Weitere typische Merkmale dieser Modelle waren extrem breite, gebogene Bandanstöße und die Tatsache, dass sie so gut wie niemals mit Hoheitszeichen signiert waren, weil eine Fliegertruppe in den 20er Jahren in Deutschland laut Versailler Vertrag nicht erlaubt war und aus diesem Grund nicht als solche auftreten und signierte Ausrüstungsgegenstände ausgeben durfte.

Tatsächlich haben innerhalb von zwei Jahren wirklich absolut alle bekannten Manufakturen in Deutschland und der Schweiz diese frühen Fliegeruhren mit drehbarer Rändellünette und Pfeilindexierung zur ausschließlich militärischen Verwendung produziert.

Zuständig für die Entwicklung und Beschaffung dieser Ausrüstungsgegenstände war das legendäre Flieger Ass der jungen (und schon Jahre vor ihrer offiziellen Gründung entgegen des Versailler Vertrages existente und operierende) Reichsluftwaffe, Ernst Udet, welcher von seinem alten Fliegerkamerad aus den Jasta (Jagtstaffeln der kaiserlichen Fliegertruppen) Zeiten des ersten Weltkrieges und späterem Reichsminister für Luftfahrt, Herman Göring, mit dieser wichtigen Aufgabe betraut wurde.

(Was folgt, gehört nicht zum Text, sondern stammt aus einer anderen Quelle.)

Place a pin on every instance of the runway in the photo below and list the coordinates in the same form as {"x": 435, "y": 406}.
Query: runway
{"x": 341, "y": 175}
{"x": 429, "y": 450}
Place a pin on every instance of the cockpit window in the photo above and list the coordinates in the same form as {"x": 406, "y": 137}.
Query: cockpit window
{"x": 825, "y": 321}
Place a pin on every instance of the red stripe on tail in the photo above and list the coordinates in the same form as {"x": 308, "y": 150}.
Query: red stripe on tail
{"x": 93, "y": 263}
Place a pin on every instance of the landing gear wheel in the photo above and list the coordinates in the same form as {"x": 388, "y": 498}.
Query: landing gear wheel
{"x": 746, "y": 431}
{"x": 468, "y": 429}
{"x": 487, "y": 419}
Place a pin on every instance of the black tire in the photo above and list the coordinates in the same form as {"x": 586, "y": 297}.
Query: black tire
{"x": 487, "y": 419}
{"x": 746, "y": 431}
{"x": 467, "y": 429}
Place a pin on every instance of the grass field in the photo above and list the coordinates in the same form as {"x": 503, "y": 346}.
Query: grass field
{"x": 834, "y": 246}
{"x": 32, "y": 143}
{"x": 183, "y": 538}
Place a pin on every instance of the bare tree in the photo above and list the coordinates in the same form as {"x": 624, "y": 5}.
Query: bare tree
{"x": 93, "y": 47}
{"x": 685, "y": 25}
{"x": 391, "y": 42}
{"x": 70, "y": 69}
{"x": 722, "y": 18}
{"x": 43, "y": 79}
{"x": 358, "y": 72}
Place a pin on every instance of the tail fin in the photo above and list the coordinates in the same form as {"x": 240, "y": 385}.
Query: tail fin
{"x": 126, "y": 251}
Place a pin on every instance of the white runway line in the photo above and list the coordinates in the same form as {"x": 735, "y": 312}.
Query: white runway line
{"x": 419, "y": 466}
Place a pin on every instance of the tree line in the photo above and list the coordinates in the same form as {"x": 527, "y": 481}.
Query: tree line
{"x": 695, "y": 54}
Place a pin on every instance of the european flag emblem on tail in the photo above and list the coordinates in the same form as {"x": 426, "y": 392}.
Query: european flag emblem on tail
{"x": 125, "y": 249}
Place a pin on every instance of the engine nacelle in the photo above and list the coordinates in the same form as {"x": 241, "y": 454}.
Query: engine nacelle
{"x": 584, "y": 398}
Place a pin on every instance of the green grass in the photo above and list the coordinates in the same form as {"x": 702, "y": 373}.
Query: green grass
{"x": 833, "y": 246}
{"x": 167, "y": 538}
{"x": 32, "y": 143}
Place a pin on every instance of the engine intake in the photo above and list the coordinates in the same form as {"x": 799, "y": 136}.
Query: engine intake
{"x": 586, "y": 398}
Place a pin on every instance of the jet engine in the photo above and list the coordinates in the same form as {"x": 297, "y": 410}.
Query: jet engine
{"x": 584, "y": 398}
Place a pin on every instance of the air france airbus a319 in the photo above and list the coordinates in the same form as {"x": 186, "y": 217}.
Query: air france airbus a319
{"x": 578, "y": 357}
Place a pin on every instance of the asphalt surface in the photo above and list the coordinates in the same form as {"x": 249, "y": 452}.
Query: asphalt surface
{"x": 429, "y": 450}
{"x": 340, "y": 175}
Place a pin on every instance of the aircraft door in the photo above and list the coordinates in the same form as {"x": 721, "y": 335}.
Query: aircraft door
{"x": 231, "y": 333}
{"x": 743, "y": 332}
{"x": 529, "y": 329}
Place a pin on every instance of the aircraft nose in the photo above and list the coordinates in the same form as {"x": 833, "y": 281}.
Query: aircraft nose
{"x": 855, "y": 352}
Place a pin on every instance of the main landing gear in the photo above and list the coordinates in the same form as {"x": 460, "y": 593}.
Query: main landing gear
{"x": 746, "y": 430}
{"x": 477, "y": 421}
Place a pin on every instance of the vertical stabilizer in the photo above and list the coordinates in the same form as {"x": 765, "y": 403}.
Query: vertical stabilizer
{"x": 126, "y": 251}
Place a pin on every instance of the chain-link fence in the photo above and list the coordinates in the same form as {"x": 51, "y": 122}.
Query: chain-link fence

Es ist nicht bekannt, wer diesen Uhrentyp erfunden hat und welche Manufaktur sie als erstes hergestellt hat. Mitte der 30er Jahre wurde diese frühe Fliegeruhr der Reichsluftwaffe dann Zug um Zug ersetzt von mittlerweile erfundenen echten Chronographen und den legendären B-Uhren mit bis zu 60mm Durchmesser, welche über den Fliegermonturen getragen wurden.

Infanterie und Bodenpersonal erhielt ab 1935 sog. "Dienstuhren der Wehrmacht", welche von allen Herstellern produziert und geliefert wurden. Diese quasi "Standardmilitäruhren" waren zumeist 35cm im Durchmesser, verfügten über eine indirekte Sekunde, radium gefüllte Zeiger und Indices, oftmals auch einen antimagnetischen Weicheisenschutz für das Werk. 

Diese Dienstuhren der Wehrmacht waren oftmals mit einem Kürzel für die zugehörige Waffengattung oder Wehrmachtsteilsigniert, z.B. die Buchstaben "D" und "H" für "Deutsches Heer", "RLM" für Reichsluftfahrtministerium, "DAK" für "Deutsches Afrika Korps" oder auch nur einem "D" für Deutschland.